Von Swantje Unterberg | 14.05.2016
    "Fremdheit vermeiden, das ist das Allerwichtigste, das ist unser erster Punkt." Die syrische Journalistin Roshak Ahmad beugt sich über ein Flipchart, das den Aufbau einer Website skizziert. An der Hamburg Media School, kurz HMS, entwickelt sie gemeinsam mit zwölf Medienschaffenden im Exil ein interkulturelles Vermittlungsportal. In den nächsten Monaten wollen sie es mit Porträts, Videos, Geschichten füllen.
    "Unsere Protagonisten, die wohnen in Deutschland." Das Seminar ist Teil der halbjährigen, spendenfinanzierten Fortbildung "Digitale Medien für Flüchtlinge". Auf dem Stundenplan stehen Fächer wie Dokumentarfilm, Medienökonomie, politische Bildung, Deutsch und ein journalistisches Praktikum.
    Die 29 Jahre alte Videojournalistin Ahamad hat – wie alle hier – bereits professionell gearbeitet. Für Medien wie Reuters, die Deutsche Welle oder Al-Jazeera. In Deutschland aber fehlt ihr wichtigstes Werkzeug, die Sprache.
    "Als Journalistin ich hab immer mich beschäftigt mit Themen, die ich glaube daran, dass ich was darüber sagen will, und von Anfang an noch mal anzufangen wie ein Baby, das war total schwierig."
    Medienunternehmen öffnen sich mehr und mehr für Exiljournalisten
    Sprachlos, und auf sich gestellt.: "Für uns als neu Ankommenden ist immer die Kontakte am schwierigsten, und wer stellt uns vor?"

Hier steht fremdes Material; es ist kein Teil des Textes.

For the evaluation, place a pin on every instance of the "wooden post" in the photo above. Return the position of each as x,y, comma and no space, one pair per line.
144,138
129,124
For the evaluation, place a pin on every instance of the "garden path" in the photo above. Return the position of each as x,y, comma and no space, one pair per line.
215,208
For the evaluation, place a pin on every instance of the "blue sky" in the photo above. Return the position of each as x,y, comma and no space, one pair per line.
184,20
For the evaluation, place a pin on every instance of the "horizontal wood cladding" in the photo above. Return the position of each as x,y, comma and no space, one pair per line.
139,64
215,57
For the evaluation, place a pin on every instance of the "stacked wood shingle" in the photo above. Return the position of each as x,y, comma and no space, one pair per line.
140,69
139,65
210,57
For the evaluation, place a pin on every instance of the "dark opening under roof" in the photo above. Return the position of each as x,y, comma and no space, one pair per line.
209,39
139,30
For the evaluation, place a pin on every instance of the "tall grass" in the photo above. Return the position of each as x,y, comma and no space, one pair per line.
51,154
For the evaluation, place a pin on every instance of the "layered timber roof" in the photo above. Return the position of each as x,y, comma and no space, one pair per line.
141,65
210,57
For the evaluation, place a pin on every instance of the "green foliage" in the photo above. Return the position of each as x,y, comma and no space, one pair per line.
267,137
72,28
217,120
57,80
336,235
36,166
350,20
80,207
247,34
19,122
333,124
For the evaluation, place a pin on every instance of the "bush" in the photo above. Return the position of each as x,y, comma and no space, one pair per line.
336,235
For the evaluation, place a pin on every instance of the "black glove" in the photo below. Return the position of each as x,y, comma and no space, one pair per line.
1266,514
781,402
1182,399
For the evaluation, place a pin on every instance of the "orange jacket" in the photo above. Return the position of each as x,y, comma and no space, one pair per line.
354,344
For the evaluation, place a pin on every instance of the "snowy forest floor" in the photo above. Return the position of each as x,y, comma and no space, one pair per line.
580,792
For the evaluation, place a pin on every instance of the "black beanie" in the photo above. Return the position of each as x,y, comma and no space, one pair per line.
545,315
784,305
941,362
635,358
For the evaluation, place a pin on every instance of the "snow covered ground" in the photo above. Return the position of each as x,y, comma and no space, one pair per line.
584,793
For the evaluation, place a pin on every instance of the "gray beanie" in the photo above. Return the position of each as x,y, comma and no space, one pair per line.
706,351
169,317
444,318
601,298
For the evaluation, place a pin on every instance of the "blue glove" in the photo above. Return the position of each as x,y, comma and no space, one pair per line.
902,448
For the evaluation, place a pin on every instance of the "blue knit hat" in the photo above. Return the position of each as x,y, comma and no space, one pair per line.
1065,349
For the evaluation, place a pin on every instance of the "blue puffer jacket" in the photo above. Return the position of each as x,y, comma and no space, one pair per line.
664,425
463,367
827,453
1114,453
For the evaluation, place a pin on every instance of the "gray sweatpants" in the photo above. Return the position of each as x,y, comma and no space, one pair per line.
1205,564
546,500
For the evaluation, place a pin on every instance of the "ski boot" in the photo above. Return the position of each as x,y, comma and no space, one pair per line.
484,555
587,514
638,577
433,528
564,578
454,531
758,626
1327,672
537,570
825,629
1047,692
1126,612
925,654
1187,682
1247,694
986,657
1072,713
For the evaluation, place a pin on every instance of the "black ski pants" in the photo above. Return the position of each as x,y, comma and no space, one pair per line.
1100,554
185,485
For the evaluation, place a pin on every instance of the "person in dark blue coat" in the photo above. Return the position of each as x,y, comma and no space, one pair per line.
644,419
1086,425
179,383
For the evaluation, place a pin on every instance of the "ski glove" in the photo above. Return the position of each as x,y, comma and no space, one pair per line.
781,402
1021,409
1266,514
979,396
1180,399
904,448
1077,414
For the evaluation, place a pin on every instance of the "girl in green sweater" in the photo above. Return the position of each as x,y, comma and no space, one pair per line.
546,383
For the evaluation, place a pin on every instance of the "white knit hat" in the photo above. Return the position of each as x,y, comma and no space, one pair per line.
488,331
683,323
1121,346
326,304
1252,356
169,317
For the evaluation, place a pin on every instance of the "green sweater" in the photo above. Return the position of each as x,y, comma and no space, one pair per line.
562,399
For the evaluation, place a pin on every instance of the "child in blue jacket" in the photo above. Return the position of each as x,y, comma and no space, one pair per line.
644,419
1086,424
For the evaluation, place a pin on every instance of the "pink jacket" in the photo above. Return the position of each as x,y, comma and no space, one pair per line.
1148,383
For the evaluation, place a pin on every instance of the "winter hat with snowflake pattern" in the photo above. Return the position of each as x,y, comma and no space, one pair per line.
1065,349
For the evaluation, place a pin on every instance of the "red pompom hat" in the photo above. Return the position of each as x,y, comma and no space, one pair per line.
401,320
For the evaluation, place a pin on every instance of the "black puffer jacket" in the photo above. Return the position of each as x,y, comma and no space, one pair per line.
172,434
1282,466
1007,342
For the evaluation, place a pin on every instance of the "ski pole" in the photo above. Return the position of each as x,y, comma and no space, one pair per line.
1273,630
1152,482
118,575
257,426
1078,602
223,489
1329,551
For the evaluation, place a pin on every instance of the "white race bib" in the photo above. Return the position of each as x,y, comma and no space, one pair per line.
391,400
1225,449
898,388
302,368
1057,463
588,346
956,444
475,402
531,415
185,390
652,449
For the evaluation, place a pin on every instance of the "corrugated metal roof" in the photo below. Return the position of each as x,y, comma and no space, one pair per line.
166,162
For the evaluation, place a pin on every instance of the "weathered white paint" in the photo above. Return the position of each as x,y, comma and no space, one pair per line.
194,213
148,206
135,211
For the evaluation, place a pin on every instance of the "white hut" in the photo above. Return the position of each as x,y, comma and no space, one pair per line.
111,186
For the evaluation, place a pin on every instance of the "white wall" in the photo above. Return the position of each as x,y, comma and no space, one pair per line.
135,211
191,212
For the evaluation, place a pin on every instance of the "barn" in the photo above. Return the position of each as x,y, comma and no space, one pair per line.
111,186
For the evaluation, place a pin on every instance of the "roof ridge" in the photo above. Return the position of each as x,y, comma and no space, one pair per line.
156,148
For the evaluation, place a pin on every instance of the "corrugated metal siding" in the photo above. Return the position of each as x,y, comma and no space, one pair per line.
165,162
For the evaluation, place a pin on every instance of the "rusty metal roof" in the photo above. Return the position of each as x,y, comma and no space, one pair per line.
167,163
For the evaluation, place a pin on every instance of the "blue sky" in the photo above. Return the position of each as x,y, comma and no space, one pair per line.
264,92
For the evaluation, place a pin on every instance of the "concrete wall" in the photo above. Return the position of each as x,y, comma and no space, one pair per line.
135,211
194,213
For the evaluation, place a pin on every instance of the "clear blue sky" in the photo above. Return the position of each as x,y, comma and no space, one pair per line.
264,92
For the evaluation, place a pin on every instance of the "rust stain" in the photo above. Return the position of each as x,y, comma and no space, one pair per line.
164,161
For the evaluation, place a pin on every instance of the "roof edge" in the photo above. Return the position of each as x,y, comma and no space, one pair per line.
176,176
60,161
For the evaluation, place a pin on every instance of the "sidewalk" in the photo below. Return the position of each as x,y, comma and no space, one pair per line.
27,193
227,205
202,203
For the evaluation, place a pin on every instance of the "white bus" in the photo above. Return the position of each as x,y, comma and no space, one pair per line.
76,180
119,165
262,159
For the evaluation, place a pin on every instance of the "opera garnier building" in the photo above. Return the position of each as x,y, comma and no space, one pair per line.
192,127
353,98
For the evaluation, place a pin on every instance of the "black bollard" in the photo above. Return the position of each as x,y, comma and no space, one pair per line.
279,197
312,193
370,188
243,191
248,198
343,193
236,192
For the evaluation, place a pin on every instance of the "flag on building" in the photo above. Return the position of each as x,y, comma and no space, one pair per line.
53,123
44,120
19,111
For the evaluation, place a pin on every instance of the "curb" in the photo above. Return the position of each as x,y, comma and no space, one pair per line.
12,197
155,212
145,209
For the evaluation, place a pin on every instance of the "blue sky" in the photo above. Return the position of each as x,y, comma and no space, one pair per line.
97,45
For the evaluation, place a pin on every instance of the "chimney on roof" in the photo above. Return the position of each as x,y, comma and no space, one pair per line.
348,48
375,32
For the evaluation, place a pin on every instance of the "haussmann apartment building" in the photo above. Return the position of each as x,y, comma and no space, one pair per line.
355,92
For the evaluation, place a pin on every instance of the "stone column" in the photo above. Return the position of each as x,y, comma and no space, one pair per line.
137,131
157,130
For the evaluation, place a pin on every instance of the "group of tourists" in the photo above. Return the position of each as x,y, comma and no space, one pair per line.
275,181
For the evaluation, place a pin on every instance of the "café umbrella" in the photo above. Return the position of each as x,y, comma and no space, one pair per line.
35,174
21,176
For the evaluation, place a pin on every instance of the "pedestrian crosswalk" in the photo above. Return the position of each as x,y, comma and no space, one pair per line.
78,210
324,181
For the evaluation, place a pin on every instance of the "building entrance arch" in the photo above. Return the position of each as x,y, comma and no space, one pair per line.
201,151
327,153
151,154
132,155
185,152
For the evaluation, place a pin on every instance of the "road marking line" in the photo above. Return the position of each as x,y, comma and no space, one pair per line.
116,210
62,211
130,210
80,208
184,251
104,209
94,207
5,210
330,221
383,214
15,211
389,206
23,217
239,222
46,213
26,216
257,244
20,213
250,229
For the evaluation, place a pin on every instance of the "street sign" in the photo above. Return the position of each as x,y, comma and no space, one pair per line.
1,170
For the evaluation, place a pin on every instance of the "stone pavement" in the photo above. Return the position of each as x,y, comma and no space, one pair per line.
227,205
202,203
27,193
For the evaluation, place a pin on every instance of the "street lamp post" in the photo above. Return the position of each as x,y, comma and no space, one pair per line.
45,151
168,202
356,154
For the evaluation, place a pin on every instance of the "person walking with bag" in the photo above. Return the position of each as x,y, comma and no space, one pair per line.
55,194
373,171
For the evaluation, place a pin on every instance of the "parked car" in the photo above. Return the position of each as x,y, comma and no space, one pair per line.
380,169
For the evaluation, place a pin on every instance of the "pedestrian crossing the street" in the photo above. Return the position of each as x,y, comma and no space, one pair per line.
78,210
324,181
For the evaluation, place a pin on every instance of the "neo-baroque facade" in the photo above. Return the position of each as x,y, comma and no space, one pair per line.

    Hier sei die Schule besonders wichtig, sagt auch Studiumskoordinatorin Tina Fritsche. Nicht nur für die Geflüchteten, sondern auch für die Medienunternehmen. Die öffneten sich zwar mehr und mehr für Exiljournalisten, wären aber auch skeptisch:
    "Wer kommt denn da überhaupt? Wie kann ich die Person wirklich in redaktionelle Abläufe einbinden? Wie lang sind die Wege zueinander, um da zu einer gemeinsamen Arbeit zu kommen? Und der Vorteil vom HMS-Programm ist, dass wir diese Wege verkürzen. In dem Moment, wo unsere 13 Leute in ein Praktikum gehen, kennen die Firmen unsere Leute schon, und da wird ein fruchtbares Zusammenarbeiten viel einfacher sein."
    Besonders kritische Stimmen in ihren Heimatländern
    Auch die Neuen deutschen Medienmacher, ein Verein für mehr Vielfalt in den Medien, startet zurzeit ein neues Traineeprogramm für Exiljournalisten.
    "Viele von denen, die jetzt hier sind, sind deswegen da, weil sie als Journalisten so erfolgreich waren und auch eben besonders kritische Stimmen waren und auch wichtige Stimmen in ihren Herkunftsländern, aber dann aufgrund des massiven Drucks nicht dort bleiben konnten."
    Die Rundfunkjournalistin Rebecca Roth will die geflüchteten Journalisten im Traineeprogramm mit deutschen Kollegen zusammenbringen. Als Tandem zum Beispiel, bei dem beide von der Kompetenz des anderen profitieren. Ein paar solcher Projekte gibt es schon. Doch bis dato machten viele geflüchtete Journalisten die Erfahrung,
    "... dass ihre Kontakte und ihr spezielles Wissen sehr gerne angefragt wird, aber dass sie dafür nicht bezahlt werden, sondern dass es quasi läuft im Rahmen eines Interviews und darüber hinaus: Könntest du mir da irgendwie noch was vermitteln."
    Reporter ohne Grenzen: den Sprung in den Hauptberuf schaffen nur wenige
    Geld in die Hand zu nehmen sei nicht nur fair, sondern rechne sich auch für die Medien: "Dann geht’s natürlich darum, vielleicht auch neue Leser an sich zu binden, auch dafür, denk ich, lohnt es sich zu investieren."
    Den Sprung in den Hauptberuf schaffe aber kaum ein Exiljournalist, berichten die Reporter ohne Grenzen, die mit etwa 150 geflüchteten Journalisten im Kontakt sind. Eher noch könnten sie in ihrer Muttersprache bei einem Exilmedium arbeiten. Doch auch hier fehle Geld, heißt es auf einer Tagung zum Thema.
    Und auch bei der HMS unterrichten Dozent pro bono, um das Programm zu ermöglichen. Denn, sagt Koordinatorin Tina Fritsche, "... es ist auch ein politischer Gedanke, weil wir davon ausgehen, dass viele der Menschen, die hierher kommen, kulturelles Wissen, politisches Wissen mitbringen, das uns hier als Gesellschaft bereichert."